In her book of poems and short essays, Powertalk, Therése Halscheid brings us back again to
that perception that nature is an energy in us, not something apart from us, not something "out there." Although far from being generally accepted, it is a realization that one even finds in modern psychology. The Jungian writer and analyst, Lawrence Jaffe writes, "Through the psyche we are enabled to feel a kinship with animals, plants, even the wind and the stars — not just because we imagine it so, but because we are in fact of one substance with them."

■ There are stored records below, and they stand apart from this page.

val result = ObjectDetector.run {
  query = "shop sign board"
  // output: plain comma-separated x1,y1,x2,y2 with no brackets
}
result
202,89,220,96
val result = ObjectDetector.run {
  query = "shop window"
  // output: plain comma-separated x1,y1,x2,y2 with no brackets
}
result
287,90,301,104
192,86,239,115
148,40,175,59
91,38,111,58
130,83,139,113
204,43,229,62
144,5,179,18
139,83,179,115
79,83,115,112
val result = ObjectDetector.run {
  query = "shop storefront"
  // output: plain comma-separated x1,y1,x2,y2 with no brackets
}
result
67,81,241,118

In her poems, Halscheid shows us that we can, not only expereince nature in its beauty and awesome splendor, but we can learn from it, learn about ourselves and our life. When she says, "in a dream / a tree / knew about me" or that lava "piled wisdom high /upon the land," when it was formed into a mountain, we come away with a different sense of nature and also of ourselves.

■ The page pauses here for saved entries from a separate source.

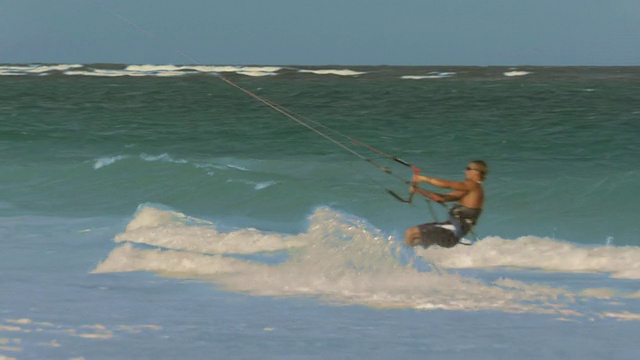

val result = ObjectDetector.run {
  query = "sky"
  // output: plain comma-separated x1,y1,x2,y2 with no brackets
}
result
1,0,639,66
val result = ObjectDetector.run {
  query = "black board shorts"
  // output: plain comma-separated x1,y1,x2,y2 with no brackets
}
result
417,222,459,248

The idea that there is wisdom in a mountain is an ancient concept. It leads us back to the great spiritual traditions of native peoples in all areas of the earth. It is a realization that we must return to if we are to save our earth from the destructive forces that see nature an an inexhaustable source of natural resources to be plundered by the forces of greed and the materialism of our age.

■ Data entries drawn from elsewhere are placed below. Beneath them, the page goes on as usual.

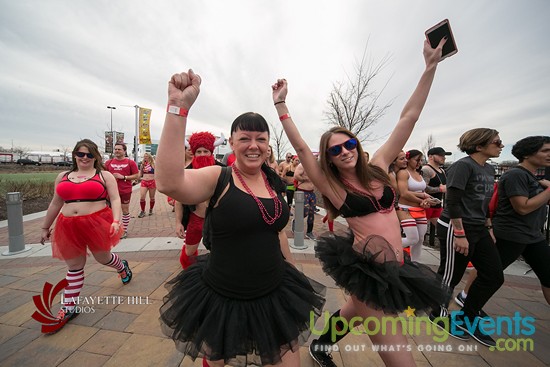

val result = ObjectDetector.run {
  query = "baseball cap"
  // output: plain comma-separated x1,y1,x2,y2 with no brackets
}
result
428,147,452,156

Powertalk is a call not only to observe, but to partake of nature, to commune. In a poem titled, "Record Keepers," Halscheid writes, "I have come / to learn /from the wise / tales ... splashing / the right message / into the mind / bringing words /from the sea /stones tossed / to the surface," again and again she reminds us that there is really no separation, no duality between the observed and the observer. They are one. It is the Zen concept that when the separation is dissolved, at that moment we "become" the object, we are the flower, the stone, the mountain. When these moments of perception occur we, as Halscheid writes, will know how it is "Just Once To Be A Rock," which is the title of one of her poems. We will, if we let ourselves, perceive that we humans are, "living rainbows."

In an essay about a night spent close to the sounds of nature in Arkansas, she asks the question, "What would my wild sound be if I allowed myself to make it? One can only hope that in her next volume of poetry, she will allow herself to make that wild sound. We and the earth will be better for it.